14. The apparatus of claim 13 wherein the controller is further configured to measure a resistance value between a first point of the plurality of contact points and a second contact point of the plurality of points and to determine a manufacturing fault condition depending on the resistance value.

15. A method of sensing an operating status of a bearing race for a rolling element bearing, the bearing race comprising:

a metal region having an outer surface and an inner surface and further comprising a groove in at least one of the outer surface and the inner surface, the groove extending around at least part of a circumference of the at least one of the outer surface and the inner surface; and

a piezoelectric layer and a resistive layer in the groove; the method comprising:

measuring a piezo-electric voltage between at least one point on the resistive layer and a point of the metal region.

16. The method of claim 15 further comprising: determining a vibration level of the rolling element bearing from the piezo-electric voltage.

17. The method of claim 15 further comprising: determining an anomaly in the rolling element bearing from the piezo-electric voltage.

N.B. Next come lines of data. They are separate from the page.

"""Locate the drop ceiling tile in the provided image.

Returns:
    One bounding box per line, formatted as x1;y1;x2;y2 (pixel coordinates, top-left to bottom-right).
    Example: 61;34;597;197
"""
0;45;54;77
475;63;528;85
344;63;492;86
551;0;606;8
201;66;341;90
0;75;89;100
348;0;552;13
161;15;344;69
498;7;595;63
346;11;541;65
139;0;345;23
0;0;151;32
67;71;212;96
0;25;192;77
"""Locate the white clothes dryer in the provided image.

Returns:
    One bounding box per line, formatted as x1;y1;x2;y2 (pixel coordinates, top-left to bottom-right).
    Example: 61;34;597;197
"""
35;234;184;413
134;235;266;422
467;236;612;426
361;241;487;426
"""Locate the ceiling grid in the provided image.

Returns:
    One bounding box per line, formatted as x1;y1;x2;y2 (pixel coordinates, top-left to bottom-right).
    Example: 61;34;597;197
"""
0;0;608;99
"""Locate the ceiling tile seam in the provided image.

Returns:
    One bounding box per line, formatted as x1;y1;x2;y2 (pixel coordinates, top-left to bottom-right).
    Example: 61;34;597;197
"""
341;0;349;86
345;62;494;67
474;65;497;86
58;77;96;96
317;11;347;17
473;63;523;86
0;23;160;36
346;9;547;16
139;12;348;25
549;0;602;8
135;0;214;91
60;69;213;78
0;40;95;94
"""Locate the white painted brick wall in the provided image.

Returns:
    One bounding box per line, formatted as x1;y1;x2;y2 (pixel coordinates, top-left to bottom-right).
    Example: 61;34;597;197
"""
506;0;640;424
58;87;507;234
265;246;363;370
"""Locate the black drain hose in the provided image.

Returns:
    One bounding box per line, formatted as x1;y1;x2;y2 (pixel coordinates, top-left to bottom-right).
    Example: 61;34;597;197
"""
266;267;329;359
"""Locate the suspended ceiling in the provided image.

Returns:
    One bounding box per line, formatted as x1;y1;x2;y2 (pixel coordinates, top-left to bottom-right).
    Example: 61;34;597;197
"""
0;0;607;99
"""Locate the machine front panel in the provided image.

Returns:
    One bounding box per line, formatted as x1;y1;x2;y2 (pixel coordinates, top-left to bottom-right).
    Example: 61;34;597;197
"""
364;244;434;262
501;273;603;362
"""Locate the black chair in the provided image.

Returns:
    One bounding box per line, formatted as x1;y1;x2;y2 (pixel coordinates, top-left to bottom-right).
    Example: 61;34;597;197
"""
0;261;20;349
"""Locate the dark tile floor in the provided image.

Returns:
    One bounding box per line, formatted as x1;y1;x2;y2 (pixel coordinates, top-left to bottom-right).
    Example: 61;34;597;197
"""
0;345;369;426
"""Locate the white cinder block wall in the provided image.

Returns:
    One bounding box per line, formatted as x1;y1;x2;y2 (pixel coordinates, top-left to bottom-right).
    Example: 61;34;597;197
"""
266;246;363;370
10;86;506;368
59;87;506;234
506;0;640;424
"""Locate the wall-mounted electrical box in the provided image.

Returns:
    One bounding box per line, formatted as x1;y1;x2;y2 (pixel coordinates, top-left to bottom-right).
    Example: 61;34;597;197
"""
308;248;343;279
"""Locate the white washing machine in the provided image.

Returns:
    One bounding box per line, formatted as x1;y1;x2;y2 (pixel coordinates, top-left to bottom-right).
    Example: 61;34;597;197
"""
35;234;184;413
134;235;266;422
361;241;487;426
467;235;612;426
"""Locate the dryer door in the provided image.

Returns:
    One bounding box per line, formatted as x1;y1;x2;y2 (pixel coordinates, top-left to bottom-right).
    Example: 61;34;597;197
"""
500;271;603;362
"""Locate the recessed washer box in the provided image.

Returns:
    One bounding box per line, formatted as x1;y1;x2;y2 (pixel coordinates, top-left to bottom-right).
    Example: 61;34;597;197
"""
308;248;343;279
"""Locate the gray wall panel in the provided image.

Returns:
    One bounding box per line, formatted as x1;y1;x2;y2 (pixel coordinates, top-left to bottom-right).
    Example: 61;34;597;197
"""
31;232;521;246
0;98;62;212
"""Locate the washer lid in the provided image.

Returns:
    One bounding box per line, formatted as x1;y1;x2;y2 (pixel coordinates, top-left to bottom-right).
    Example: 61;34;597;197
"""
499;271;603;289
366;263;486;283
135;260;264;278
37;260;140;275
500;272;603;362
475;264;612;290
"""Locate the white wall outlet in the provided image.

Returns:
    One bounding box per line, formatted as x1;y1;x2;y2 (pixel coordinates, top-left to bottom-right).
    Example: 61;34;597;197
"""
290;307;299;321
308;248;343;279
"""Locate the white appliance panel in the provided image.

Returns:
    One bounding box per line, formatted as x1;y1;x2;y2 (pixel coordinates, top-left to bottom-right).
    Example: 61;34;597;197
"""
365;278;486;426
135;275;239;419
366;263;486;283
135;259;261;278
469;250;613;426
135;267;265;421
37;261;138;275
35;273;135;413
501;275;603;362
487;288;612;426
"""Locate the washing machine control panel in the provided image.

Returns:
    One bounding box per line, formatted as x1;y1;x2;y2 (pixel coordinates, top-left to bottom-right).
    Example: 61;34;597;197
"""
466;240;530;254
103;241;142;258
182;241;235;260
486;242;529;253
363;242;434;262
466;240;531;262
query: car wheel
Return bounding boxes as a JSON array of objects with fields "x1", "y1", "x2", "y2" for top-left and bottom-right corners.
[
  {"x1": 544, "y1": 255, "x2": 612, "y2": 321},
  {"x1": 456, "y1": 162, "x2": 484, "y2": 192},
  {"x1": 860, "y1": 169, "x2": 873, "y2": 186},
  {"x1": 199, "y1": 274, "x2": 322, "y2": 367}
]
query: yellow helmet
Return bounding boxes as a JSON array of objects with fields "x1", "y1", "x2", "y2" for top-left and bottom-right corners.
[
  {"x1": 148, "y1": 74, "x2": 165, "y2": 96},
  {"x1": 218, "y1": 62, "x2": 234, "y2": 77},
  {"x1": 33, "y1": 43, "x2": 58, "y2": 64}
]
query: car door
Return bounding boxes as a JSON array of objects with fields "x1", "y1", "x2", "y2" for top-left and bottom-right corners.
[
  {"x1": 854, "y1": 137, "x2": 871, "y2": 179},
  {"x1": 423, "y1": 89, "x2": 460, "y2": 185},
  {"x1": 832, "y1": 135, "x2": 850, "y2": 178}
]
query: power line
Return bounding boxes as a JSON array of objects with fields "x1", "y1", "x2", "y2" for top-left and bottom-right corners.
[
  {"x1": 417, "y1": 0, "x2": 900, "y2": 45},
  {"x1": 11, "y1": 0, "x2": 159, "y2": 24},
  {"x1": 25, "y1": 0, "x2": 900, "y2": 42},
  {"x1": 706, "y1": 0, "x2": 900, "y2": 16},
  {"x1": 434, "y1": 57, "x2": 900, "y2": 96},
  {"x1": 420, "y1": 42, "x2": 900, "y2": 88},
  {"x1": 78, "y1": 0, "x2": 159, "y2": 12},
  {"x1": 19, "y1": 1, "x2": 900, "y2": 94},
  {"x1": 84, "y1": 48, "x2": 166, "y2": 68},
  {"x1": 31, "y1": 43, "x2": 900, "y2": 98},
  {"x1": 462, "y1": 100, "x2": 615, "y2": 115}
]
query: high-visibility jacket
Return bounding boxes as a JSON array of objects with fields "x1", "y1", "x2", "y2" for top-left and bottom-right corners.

18. A method of detecting a manufacturing fault in a bearing race for a rolling element bearing, the bearing race comprising:

a metal region having an outer surface and an inner surface and further comprising a groove in at least one of the outer surface and the inner surface, the groove extending around at least part of a circumference of the at least one of the outer surface and the inner surface; and

a piezoelectric layer and a resistive layer in the groove; the method comprising:

measuring a resistance value between at least two points on the resistive layer; and

determining a fault from the resistance value.